I think it’s fair to say that women’s roles within society are traditionally characterised by her ability to reproduce, to care for and raise children. Alternatively, the position of breadwinner to provide for the family is typically assigned to men. Some people are happy with this arrangement, but not radical feminist Shulamith Firestone. She argued that a woman’s reproductive ability makes her dependent on a man and that contraception allows for greater equality as it offers her the choice of when or if to reproduce. Birth control is widely seen as allowing a woman more autonomy, and time, to focus her efforts within the labour market and to gain financial independence, if that is what she wants.

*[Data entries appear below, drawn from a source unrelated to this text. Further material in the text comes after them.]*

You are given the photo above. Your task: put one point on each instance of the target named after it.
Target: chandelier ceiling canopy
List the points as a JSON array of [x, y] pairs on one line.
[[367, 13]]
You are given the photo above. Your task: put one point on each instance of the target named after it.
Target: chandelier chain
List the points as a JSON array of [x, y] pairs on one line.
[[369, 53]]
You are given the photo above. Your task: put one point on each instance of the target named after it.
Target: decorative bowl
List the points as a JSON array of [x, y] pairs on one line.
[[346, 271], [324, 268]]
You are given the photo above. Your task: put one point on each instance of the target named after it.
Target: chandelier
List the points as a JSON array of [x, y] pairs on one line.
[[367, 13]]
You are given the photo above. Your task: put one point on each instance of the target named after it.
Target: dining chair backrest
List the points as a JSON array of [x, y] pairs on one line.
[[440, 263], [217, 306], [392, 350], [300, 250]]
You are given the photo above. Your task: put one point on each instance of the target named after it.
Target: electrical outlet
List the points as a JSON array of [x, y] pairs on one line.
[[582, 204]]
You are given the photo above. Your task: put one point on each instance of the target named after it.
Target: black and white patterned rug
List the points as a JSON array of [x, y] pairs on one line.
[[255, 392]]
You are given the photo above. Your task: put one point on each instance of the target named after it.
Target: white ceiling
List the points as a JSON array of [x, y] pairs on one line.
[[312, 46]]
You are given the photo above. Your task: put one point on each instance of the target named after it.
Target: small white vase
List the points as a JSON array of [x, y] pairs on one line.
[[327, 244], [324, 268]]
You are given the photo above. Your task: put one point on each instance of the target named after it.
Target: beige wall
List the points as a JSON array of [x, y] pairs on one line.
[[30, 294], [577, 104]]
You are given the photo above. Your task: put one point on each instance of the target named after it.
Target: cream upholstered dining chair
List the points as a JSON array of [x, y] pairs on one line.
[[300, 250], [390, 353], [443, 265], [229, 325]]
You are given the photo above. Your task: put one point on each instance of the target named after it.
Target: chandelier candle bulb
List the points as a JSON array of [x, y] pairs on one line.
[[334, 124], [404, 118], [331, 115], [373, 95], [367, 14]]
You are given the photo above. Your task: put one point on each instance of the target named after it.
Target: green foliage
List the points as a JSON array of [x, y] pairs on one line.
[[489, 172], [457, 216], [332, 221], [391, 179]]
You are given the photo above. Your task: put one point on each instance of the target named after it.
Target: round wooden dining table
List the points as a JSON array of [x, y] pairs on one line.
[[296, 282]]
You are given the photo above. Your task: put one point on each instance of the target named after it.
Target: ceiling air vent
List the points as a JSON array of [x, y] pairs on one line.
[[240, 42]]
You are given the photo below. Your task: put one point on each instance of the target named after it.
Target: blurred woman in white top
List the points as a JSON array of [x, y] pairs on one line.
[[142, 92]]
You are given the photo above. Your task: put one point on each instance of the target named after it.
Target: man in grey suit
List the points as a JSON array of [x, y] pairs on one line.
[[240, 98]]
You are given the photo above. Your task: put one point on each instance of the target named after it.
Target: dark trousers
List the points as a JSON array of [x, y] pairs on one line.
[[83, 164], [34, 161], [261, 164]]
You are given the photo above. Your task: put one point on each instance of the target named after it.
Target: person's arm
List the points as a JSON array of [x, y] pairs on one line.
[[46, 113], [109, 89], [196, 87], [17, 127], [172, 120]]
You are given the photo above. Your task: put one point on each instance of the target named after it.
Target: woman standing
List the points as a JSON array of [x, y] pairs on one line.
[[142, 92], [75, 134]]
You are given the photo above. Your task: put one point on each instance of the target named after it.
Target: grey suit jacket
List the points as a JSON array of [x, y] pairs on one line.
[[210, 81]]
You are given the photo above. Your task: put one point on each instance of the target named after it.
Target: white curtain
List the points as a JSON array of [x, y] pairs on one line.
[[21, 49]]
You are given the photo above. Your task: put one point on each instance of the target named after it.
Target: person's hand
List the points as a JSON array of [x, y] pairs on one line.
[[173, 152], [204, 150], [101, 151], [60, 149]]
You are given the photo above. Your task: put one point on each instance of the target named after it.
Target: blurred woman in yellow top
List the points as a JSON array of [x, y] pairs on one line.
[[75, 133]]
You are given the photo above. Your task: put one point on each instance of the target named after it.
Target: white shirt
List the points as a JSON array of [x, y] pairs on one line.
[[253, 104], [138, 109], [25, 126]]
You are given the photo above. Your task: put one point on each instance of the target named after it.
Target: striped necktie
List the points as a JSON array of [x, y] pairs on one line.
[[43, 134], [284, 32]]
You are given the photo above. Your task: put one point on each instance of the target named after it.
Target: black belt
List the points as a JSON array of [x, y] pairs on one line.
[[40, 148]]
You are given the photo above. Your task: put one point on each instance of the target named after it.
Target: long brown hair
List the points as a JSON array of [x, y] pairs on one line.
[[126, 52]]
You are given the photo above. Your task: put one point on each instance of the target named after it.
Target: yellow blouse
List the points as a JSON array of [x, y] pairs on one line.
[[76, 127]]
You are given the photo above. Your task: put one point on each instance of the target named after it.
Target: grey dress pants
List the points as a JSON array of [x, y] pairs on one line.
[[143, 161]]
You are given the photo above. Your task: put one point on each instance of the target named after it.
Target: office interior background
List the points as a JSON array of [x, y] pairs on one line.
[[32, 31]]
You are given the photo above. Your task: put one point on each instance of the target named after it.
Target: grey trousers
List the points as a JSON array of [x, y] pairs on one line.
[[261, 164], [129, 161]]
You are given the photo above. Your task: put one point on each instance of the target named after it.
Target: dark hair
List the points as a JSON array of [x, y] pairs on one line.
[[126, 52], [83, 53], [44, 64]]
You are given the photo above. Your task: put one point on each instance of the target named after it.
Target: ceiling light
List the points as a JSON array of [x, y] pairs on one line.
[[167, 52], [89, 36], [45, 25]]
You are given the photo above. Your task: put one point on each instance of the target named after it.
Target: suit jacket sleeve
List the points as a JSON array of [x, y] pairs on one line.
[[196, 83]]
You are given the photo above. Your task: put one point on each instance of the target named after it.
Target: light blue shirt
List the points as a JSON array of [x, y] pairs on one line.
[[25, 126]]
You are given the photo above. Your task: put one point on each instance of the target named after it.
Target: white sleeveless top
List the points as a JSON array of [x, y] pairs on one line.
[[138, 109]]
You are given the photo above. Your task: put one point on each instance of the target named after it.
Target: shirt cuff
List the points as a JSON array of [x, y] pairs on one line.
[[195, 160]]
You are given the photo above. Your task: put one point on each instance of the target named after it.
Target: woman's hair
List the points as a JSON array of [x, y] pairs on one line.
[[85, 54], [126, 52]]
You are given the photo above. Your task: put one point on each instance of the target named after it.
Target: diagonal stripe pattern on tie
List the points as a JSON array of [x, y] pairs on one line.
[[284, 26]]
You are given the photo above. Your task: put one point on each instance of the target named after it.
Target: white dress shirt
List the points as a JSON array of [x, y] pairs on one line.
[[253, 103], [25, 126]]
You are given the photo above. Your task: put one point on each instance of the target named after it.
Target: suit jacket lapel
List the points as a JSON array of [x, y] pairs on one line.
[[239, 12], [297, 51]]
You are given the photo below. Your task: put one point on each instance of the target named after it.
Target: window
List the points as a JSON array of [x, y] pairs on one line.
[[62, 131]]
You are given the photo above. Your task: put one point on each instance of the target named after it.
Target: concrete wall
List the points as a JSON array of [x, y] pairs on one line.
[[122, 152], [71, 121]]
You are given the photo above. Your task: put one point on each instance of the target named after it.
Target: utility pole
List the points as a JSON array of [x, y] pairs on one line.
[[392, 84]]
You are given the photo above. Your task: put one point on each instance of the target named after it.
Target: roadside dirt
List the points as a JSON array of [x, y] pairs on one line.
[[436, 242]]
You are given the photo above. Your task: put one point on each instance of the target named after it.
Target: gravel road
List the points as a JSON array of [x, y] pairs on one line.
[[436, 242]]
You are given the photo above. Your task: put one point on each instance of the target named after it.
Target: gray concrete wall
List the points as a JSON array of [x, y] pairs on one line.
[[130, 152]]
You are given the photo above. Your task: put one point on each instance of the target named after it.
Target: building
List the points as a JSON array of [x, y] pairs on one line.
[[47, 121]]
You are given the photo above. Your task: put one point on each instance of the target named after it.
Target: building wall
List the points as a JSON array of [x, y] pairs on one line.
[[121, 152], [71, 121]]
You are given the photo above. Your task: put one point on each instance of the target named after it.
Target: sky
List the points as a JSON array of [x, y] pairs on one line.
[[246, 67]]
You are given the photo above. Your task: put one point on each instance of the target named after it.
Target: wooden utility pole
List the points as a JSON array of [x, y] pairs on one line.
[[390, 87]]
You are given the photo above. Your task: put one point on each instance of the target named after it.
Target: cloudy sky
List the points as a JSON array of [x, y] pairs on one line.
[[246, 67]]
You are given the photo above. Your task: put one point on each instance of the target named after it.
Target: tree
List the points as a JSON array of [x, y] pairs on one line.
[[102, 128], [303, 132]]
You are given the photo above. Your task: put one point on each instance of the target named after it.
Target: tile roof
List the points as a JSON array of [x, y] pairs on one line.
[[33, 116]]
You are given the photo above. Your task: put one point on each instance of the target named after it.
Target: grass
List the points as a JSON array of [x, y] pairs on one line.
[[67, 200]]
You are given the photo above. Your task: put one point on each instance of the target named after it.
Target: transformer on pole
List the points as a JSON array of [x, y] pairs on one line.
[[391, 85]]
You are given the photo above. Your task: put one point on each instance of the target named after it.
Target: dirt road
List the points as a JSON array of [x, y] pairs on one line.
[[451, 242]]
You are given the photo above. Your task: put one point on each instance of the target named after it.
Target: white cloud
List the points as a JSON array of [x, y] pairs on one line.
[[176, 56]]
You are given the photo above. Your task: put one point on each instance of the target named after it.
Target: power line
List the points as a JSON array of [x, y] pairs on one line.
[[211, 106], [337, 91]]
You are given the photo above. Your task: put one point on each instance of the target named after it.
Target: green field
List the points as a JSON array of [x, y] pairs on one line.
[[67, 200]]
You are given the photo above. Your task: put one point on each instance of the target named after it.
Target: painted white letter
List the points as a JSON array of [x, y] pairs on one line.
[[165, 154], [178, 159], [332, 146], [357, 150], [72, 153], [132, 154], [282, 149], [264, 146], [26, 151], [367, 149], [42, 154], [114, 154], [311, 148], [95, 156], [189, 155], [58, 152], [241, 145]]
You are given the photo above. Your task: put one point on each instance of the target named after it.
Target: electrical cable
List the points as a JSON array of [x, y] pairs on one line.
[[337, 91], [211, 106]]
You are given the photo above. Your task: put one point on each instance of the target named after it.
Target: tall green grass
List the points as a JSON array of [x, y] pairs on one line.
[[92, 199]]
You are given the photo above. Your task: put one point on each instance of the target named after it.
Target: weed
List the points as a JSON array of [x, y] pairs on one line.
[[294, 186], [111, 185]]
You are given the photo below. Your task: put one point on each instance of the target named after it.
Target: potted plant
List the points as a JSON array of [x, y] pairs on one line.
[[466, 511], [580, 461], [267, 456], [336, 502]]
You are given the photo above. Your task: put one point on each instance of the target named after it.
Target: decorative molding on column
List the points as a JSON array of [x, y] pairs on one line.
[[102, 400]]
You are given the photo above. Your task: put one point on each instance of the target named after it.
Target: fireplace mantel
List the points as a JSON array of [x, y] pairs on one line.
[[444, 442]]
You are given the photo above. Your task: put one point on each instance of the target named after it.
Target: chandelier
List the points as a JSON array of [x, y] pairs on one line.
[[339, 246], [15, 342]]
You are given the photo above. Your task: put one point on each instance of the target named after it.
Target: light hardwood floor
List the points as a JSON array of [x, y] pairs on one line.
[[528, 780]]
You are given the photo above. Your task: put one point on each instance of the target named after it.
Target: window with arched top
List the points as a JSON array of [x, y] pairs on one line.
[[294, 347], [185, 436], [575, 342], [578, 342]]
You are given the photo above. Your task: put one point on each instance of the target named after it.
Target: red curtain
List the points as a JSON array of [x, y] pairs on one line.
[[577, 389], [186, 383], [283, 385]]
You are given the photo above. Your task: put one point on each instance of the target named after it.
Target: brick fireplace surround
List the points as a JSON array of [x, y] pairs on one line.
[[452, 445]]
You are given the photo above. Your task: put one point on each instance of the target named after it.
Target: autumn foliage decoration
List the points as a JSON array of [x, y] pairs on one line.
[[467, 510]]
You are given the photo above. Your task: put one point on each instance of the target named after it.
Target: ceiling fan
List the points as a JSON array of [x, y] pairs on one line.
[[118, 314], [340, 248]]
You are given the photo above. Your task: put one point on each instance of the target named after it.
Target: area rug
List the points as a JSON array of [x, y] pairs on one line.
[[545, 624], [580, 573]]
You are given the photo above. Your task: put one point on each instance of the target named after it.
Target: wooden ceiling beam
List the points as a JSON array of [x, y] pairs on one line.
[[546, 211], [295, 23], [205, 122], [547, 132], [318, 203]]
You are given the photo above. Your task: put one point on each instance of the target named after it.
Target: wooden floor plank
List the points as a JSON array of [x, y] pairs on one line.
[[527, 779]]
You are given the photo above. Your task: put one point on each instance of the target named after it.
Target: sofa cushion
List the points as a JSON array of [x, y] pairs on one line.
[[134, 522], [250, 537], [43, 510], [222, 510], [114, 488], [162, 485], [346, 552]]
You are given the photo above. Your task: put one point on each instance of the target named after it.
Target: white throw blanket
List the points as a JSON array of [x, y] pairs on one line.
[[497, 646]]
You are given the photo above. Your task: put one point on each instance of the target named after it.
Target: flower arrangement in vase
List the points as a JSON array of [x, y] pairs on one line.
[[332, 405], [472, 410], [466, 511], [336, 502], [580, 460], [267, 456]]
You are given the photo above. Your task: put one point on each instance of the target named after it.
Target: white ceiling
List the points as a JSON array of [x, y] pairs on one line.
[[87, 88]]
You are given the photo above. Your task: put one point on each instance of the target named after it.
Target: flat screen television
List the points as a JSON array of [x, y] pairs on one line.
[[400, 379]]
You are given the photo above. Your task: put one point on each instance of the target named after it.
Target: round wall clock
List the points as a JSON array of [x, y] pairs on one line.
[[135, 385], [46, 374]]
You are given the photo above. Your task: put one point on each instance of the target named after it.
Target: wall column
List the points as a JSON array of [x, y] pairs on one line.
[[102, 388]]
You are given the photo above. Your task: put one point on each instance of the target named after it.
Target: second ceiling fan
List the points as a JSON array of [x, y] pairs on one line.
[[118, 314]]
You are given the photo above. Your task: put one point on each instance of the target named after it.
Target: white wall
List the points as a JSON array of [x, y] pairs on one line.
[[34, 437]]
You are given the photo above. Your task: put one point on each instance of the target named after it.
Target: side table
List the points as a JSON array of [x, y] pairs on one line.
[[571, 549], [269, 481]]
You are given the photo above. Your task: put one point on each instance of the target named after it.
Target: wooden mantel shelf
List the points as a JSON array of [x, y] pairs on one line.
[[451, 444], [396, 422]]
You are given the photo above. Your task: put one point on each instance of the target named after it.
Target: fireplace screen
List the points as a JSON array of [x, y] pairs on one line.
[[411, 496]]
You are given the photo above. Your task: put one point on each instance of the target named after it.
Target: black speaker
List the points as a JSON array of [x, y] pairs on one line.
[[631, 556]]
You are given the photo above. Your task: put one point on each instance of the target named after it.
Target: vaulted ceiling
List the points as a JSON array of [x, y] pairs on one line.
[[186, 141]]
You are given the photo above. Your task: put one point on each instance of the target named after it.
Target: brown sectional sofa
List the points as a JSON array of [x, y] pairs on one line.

Aside from this, contraception has been revered for liberating attitudes towards women’s sexuality. In tandem with the second wave of feminism during the 1960s and 70s, the Sexual Revolution gained precedent in the ‘West’. The availability of birth control, such as the pill, presented the possibility of having sex for non-procreative reasons, leading to the idea that it can and should be something to be enjoyed. This was accompanied by feminists’ opposition to the ‘double standard’, referring to the concept that it is acceptable for men to engage in sexual relationships outside of marriage but not for women. What’s more, views on marriage also radically changed during this period, due to both the growing rates of divorce and the increased acceptance of premarital sex. The sexual revolution can be seen as broadening the scope of women’s identity beyond ‘wife’ or ‘mother’.  

It is feasible to claim that if the U.S. Supreme Court can overturn Roe v. Wade, it can overturn Griswold v. Connecticut. If this happens, what message does this send to the rest of the world about reproductive rights? Women have been trying to prevent pregnancy since the dawn of time, and shouldn’t they have the right to? What’s more, will a simple court ruling stop them from trying?